But most of the discussion about these two groups tends to center on things like money, possessions and access to services society deems important. For example, in the late-1990s, the big brouhaha was over the pervasive digital divide surrounding computer usage. The axes of this divide were many at the time, including age, gender, income, race and education. In other words, the more male, youthful, white, smart and rich you were, the more likely you were to own and use a computer.

Today, there is a still a digital divide, but it centers more on smartphones than computers. There is still an advantage for wealthier people using both computers and mobile devices, particularly the latter. There is much concern at present regarding this gap, especially given the proliferation of mobile devices of all kinds, as well as the exploding use of QR codes. There is fear that the Digital Have Nots of 2011 won’t be able to partake of these soon-to-be-ubiquitous boxy codes. It is estimated that about 50% of USAmericans will own a smartphone by Christmas 2011, hardly a mandate for their usage.

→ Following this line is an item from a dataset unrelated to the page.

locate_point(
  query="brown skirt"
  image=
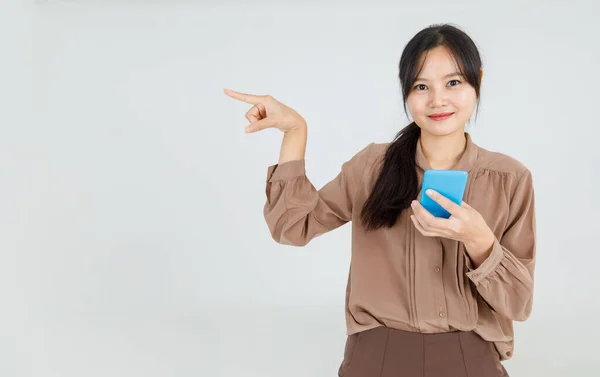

Those fears may be true, at least for now, but there are optimists who foresee a future in which even all children K-12 will eliminate the digital divide because prices and data plans are getting cheaper. Maybe so, but until then , if all you have is what is known as a “feature phone,” you just can’t begin to appreciate how much better the Digital Haves have it.

But as Jesus said in Mark 14:7, “The poor you will always have with you, and you can help them any time you want.” (NIV) I’m not sure if that means we need to provide all of those kids (or their feature-phone parents) a new iPhone. I’ll leave that point for you to ponder.

The fact remains, though, no matter how much we try to level the playing field, no matter how much prices drop, there will continue to be Digital Divides. Why? Because technology is not a lumbering turtle. It is a sprinting cheetah. And the people who live on the bleeding edge of tech will always be among the first to adopt the new gadgets. It will take time for a proletariat drift to occur in which the masses can join the party.

In the mean time, marketers must keep apace of the changes around us, even if it means leaving some folks wondering how in the heck to order their hamburgers on the iPads the Stacked chain provides. Sure, we must be cognizant to not just leave them standing in the cold, yet be ever diligent in exploring new ways to do old things, leveraging the latest technological innovations of the day.

To them I say, “Have at it!” I welcome the change, and will meet them on the other side of the divide.

Dr “I May Be Short, But I’m Fast” Gerlich



2 responses

23 02 2011
Austin Jones

When you mentioned the “sprinting cheetah” life cycle of technology, it brought the thought to my mind of leasing technology instead of buying it. I proceeded to finish reading the post and my questions were answered… “Buy Back Program”! I’m actually surprised this is the first time I have come across a program such as this…(although I will admit to being a bit of a lagger due to my profession as a stingy bean counter)

It seems Best Buy hit the bulls eye with that particular ad.

23 02 2011

You are so right! Best Buy is very smart to offer this, because the ear of obsolescence often keeps people from ever buying in the first place.